L’eliminazione della violenza contro le donne, che rimane una delle sfide più serie e più urgenti del nostro tempo, deve quindi partire dall’istruzione delle giovani generazioni, bambine e bambini. Alle prime, per costruire un percorso di autostima e di autodeterminazione che consenta loro autonomia, indipendenza e crescita di capitale umano; ai secondi, per insegnare il rispetto dell’uguaglianza di genere.
E l’Italia?
La violenza sulle donne tuttavia non è un problema limitato ai paesi in via di sviluppo. Riguarda, secondo i dati resi pubblici dall’Istat (2007), oltre 6 milioni di donne italiane in età compresa tra i 16 e i 70 anni che hanno subito, nel corso della vita, episodi di abusi fisici. Si tratta di cifre imponenti, una proporzione pari ad 1/3 di donne in questa classe di età. Circa 5 milioni hanno subito violenze sessuali (23,7%) e quasi 4 milioni violenze fisiche (18,8%). Quasi il 5% – pari a circa 1 milione di donne – ha subito uno stupro o un tentativo di stupro e molti degli episodi narrati, anche in Italia, sono compiuti dal partner. Il quadro della violenza sulle donne tra le pareti domestiche (pari al 68% del totale) non è poi tanto dissimile da quanto illustrato per i paesi in via di sviluppo.

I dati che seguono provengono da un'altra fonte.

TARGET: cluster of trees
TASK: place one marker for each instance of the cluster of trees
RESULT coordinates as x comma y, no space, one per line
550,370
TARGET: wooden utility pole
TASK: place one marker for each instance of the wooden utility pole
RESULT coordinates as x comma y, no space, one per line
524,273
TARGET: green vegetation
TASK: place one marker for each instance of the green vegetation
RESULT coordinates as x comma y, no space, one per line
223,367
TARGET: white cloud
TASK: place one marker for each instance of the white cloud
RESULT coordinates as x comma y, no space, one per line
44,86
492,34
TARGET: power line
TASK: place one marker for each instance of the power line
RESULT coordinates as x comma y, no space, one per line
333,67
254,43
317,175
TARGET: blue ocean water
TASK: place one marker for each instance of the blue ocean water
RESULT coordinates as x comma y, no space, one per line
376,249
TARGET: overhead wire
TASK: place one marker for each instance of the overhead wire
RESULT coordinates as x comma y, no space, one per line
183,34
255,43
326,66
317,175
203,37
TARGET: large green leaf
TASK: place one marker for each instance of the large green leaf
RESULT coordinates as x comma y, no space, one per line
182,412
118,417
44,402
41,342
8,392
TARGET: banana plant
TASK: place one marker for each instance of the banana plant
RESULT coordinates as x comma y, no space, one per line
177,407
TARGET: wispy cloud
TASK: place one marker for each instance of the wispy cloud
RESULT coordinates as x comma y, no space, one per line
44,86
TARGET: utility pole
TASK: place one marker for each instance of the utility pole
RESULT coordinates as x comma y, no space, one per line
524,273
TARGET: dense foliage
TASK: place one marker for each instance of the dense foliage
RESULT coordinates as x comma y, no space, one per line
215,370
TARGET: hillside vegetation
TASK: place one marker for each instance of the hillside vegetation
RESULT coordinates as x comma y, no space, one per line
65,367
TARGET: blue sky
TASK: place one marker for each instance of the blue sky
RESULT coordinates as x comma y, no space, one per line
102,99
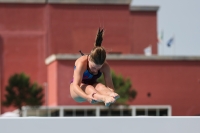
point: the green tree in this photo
(21, 92)
(123, 87)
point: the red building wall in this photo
(29, 33)
(169, 82)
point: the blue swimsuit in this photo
(89, 78)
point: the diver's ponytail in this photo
(99, 38)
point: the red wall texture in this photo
(174, 83)
(29, 33)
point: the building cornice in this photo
(120, 2)
(114, 2)
(56, 57)
(24, 1)
(144, 8)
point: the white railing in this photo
(63, 111)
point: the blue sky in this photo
(179, 19)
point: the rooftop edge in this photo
(55, 57)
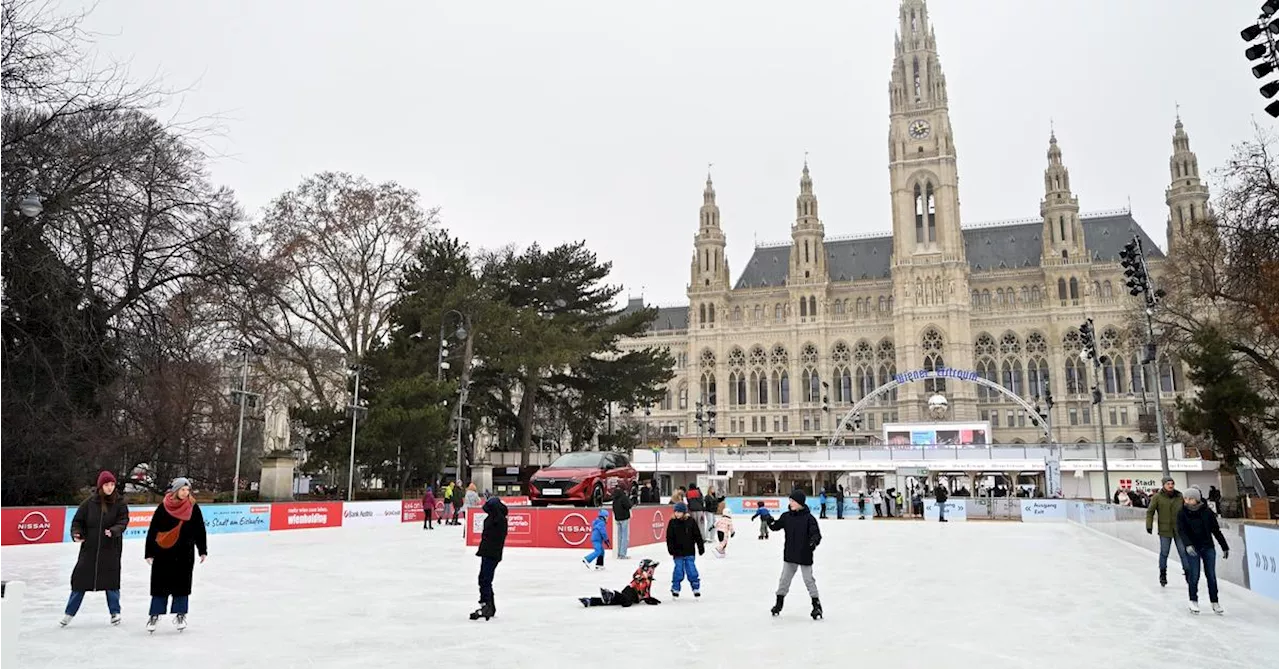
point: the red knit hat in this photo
(105, 477)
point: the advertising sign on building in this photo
(305, 514)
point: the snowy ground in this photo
(908, 594)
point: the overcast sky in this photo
(554, 120)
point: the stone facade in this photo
(822, 321)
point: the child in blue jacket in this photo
(599, 540)
(766, 518)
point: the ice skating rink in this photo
(896, 594)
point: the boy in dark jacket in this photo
(803, 537)
(682, 537)
(1198, 527)
(493, 537)
(635, 592)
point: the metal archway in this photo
(945, 372)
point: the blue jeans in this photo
(685, 568)
(624, 537)
(1164, 551)
(179, 605)
(488, 566)
(1208, 557)
(113, 601)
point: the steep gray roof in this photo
(991, 247)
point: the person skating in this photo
(599, 540)
(622, 517)
(940, 495)
(764, 516)
(801, 537)
(1166, 504)
(176, 536)
(684, 536)
(493, 539)
(1197, 526)
(723, 528)
(428, 508)
(636, 591)
(99, 527)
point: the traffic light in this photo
(1089, 340)
(1262, 53)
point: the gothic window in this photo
(933, 218)
(919, 215)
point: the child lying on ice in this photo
(635, 592)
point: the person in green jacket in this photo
(1166, 504)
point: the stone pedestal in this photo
(277, 482)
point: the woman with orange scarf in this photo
(176, 536)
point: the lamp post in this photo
(242, 394)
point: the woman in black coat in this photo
(176, 536)
(99, 527)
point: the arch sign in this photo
(941, 372)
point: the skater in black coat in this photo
(99, 527)
(493, 539)
(177, 534)
(803, 537)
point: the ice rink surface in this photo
(896, 594)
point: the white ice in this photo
(896, 594)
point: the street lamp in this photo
(243, 394)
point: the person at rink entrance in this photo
(723, 528)
(177, 534)
(940, 495)
(428, 508)
(1197, 526)
(622, 516)
(599, 540)
(684, 536)
(99, 527)
(493, 539)
(801, 537)
(636, 591)
(763, 514)
(1165, 505)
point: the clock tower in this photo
(931, 274)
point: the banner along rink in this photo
(982, 595)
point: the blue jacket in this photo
(600, 528)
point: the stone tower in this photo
(1187, 196)
(1063, 236)
(931, 274)
(708, 273)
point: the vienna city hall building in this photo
(830, 319)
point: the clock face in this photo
(919, 129)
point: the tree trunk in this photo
(529, 394)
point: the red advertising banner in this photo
(32, 525)
(543, 527)
(305, 514)
(649, 525)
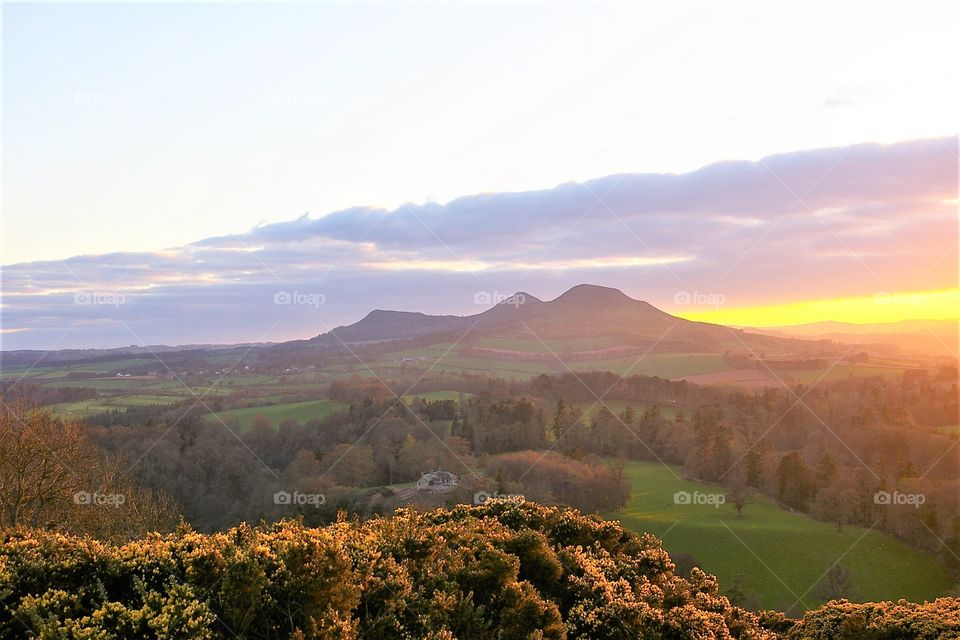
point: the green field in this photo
(780, 554)
(298, 411)
(592, 407)
(662, 365)
(438, 395)
(838, 372)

Le conseguenze sono impressionanti: ferite gravissime per 1 donna su 4, in qualche caso timori espressi per la propria vita, sempre la percezione dichiarata della violenza psicologica associata all’abuso fisico o sessuale. Inoltre solo una piccola parte (il 18%) delle donne che hanno subito violenza considera l’episodio di cui sono state vittime un reato. Ancora minore, poi, la proporzione (il 7%) di coloro che hanno denunciato il fatto. Il silenzio delle vittime è il simbolo dell’angoscia che spesso accompagna le donne anche nelle società socialmente avanzate e formalmente prive di quelle disuguaglianze di genere che contraddistinguono i paesi in via di sviluppo.

1 Si tratta di un progetto che prevede indagini in svariati paesi in via di sviluppo basate su un comune questionario e una comune strategia campionamento, tese alla raccolta di informazioni comparabili sulla fecondità e la salute materno-infantile.